Le 30 octobre, pendant une conférence de presse à propos des futurs élargissement de l’Union Européenne, le Haut Représentant Josep Borrell a déclaré que “on ne peut simplement pas maintenir ses liens avec la Russie, ou essayer de faire des affaires avec eux comme si de rien n’était, et espérer que son pays rentre dans l’UE. C’est l’un ou l’autre”. Une remarque évidemment adressée à la Serbie, ce qui a été confirmé plus tard dans une question posée reprenant les termes du rapport présenté pendant cette conférence de presse : “Elle [la Serbie] ne s’aligne sur aucune des mesures de restrictions contre la Fédération de Russie ni avec la plupart des exigences du Haut Représentant à ce sujet”. 

L’Union Européenne attend donc de la Serbie qu’elle choisisse entre l’Est et l’Ouest, entre l’Union Européenne d’une part et la Russie et la Chine – largement évoquée également dans cette même conférence de presse – d’autre part. 

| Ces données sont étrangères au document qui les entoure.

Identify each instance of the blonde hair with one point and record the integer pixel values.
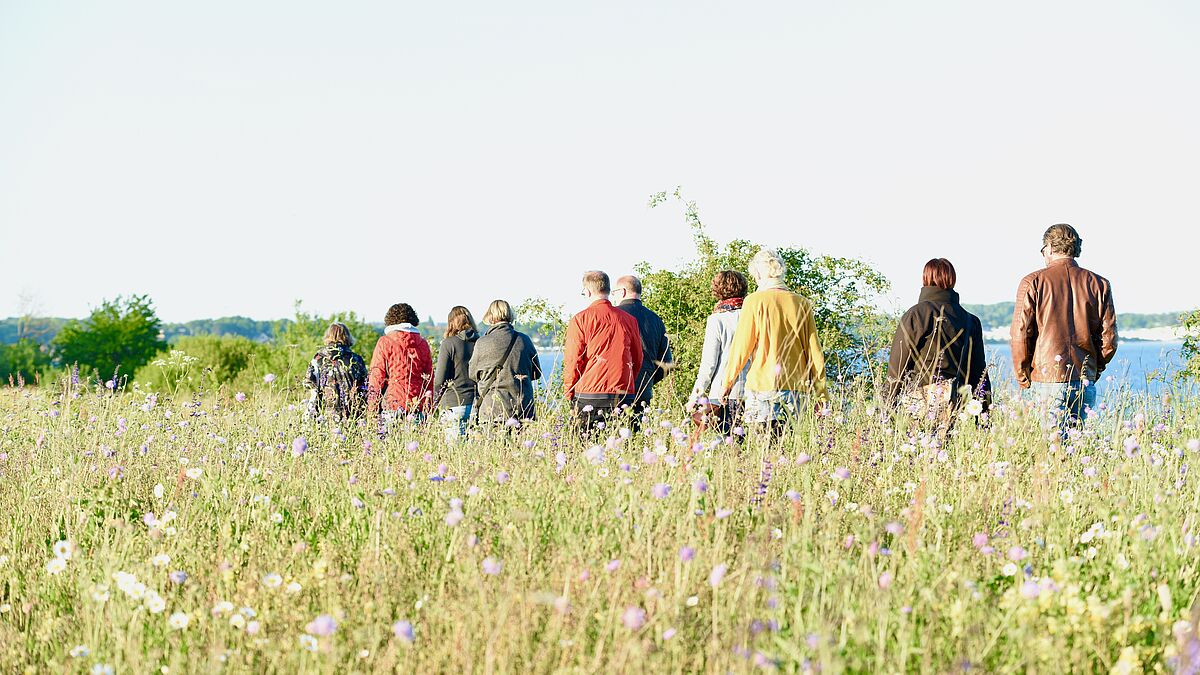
(499, 311)
(767, 264)
(337, 334)
(597, 281)
(460, 321)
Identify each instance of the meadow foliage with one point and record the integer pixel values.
(223, 532)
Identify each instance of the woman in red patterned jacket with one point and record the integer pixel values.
(401, 368)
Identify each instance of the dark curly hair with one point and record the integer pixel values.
(730, 284)
(400, 312)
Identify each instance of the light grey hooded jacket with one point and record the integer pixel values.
(718, 339)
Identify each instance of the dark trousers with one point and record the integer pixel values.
(635, 408)
(592, 411)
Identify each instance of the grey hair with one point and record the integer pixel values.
(767, 264)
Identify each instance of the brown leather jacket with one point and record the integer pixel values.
(1065, 327)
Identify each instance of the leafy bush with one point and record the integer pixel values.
(1191, 322)
(843, 292)
(24, 360)
(120, 335)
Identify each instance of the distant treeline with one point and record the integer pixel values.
(1000, 315)
(43, 329)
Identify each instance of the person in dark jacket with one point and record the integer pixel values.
(505, 365)
(657, 358)
(337, 377)
(453, 384)
(939, 346)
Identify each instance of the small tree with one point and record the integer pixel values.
(1191, 322)
(23, 360)
(121, 334)
(843, 291)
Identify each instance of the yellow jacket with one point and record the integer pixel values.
(778, 334)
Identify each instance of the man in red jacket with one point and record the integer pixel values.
(401, 368)
(603, 356)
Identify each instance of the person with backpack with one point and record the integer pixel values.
(504, 364)
(453, 383)
(337, 377)
(937, 350)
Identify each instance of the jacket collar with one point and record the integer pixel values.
(936, 294)
(1068, 262)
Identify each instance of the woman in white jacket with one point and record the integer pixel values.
(730, 288)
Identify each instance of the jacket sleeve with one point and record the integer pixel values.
(745, 336)
(665, 356)
(573, 360)
(816, 357)
(634, 336)
(1024, 333)
(441, 371)
(377, 377)
(978, 363)
(311, 377)
(534, 359)
(709, 358)
(900, 362)
(1108, 329)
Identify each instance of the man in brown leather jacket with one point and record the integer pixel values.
(1065, 329)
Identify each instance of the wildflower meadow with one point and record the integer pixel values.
(223, 532)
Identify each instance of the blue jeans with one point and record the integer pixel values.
(454, 419)
(1067, 401)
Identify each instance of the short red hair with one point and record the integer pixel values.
(939, 272)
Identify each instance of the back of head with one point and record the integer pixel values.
(1063, 240)
(460, 321)
(940, 273)
(401, 312)
(767, 264)
(339, 334)
(499, 311)
(598, 282)
(729, 285)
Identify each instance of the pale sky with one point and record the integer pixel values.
(232, 157)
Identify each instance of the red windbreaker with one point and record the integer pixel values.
(402, 372)
(604, 352)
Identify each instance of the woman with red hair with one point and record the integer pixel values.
(939, 346)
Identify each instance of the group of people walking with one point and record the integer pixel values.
(762, 362)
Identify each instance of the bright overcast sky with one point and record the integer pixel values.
(232, 157)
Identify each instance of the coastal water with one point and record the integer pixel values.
(1139, 366)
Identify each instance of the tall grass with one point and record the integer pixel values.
(859, 543)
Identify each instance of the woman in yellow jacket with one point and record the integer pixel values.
(778, 334)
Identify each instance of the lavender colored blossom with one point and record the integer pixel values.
(323, 626)
(403, 631)
(634, 617)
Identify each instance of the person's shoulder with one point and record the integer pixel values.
(1096, 276)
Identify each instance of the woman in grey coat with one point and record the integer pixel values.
(505, 365)
(730, 288)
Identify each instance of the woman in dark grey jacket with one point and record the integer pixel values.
(505, 366)
(451, 376)
(939, 346)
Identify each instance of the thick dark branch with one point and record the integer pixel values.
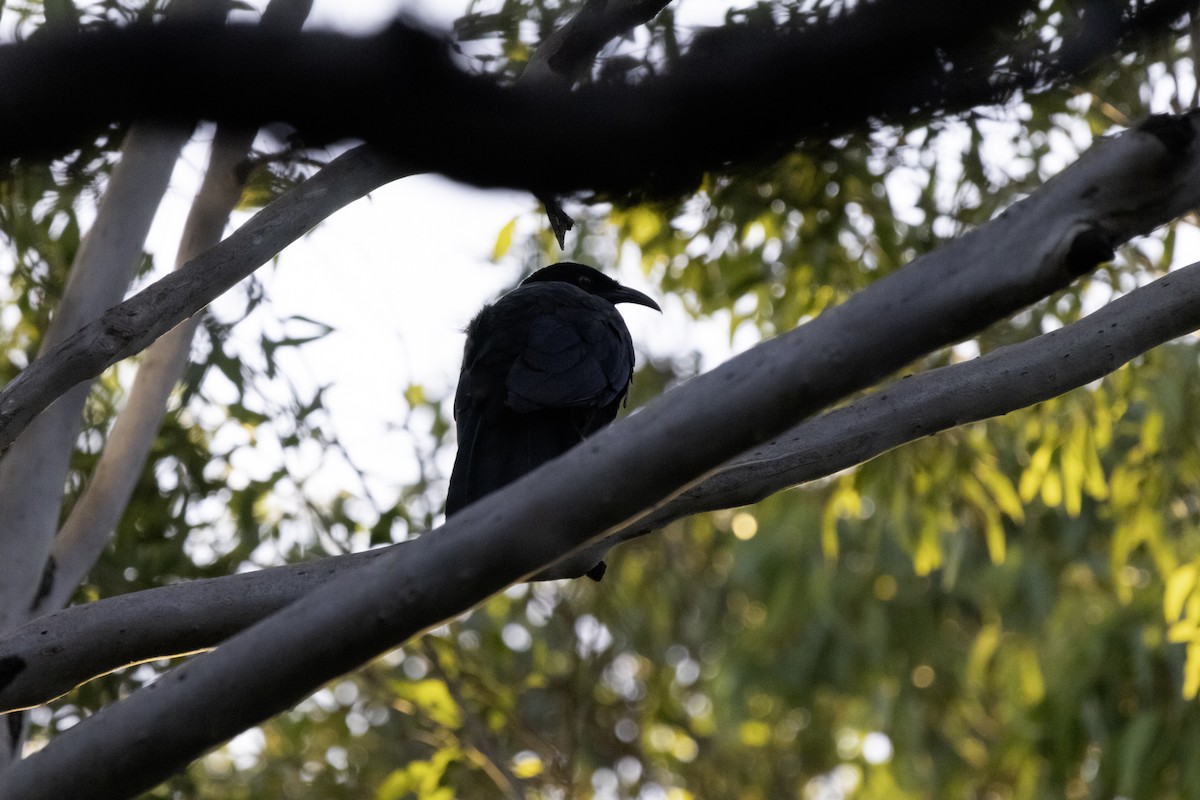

Une exigence qui n’est pas sans incohérence pour Jean-Christophe Buisson, Directeur adjoint de la rédaction du Figaro et grand connaisseur de la Serbie, contacté par nos soins : “Cette remarque qui s’apparente à un “aimable” chantage est assez insupportable dans la mesure où on demande à la Serbie de choisir comme s’il y avait deux camps. Or non seulement l’Union Européenne n’est pas en guerre avec la Russie, mais en plus de nombreux pays membres gardent-ils des relations commerciales avec elle malgré les sanctions, de façon ouverte en ce qui concerne par exemple les produits alimentaires – Slovaquie, Hongrie, Bulgarie, Croatie, etc. – ou de façon bien moins officielle – et plus ou moins discrète – en ce qui concerne le pétrole et le gaz.”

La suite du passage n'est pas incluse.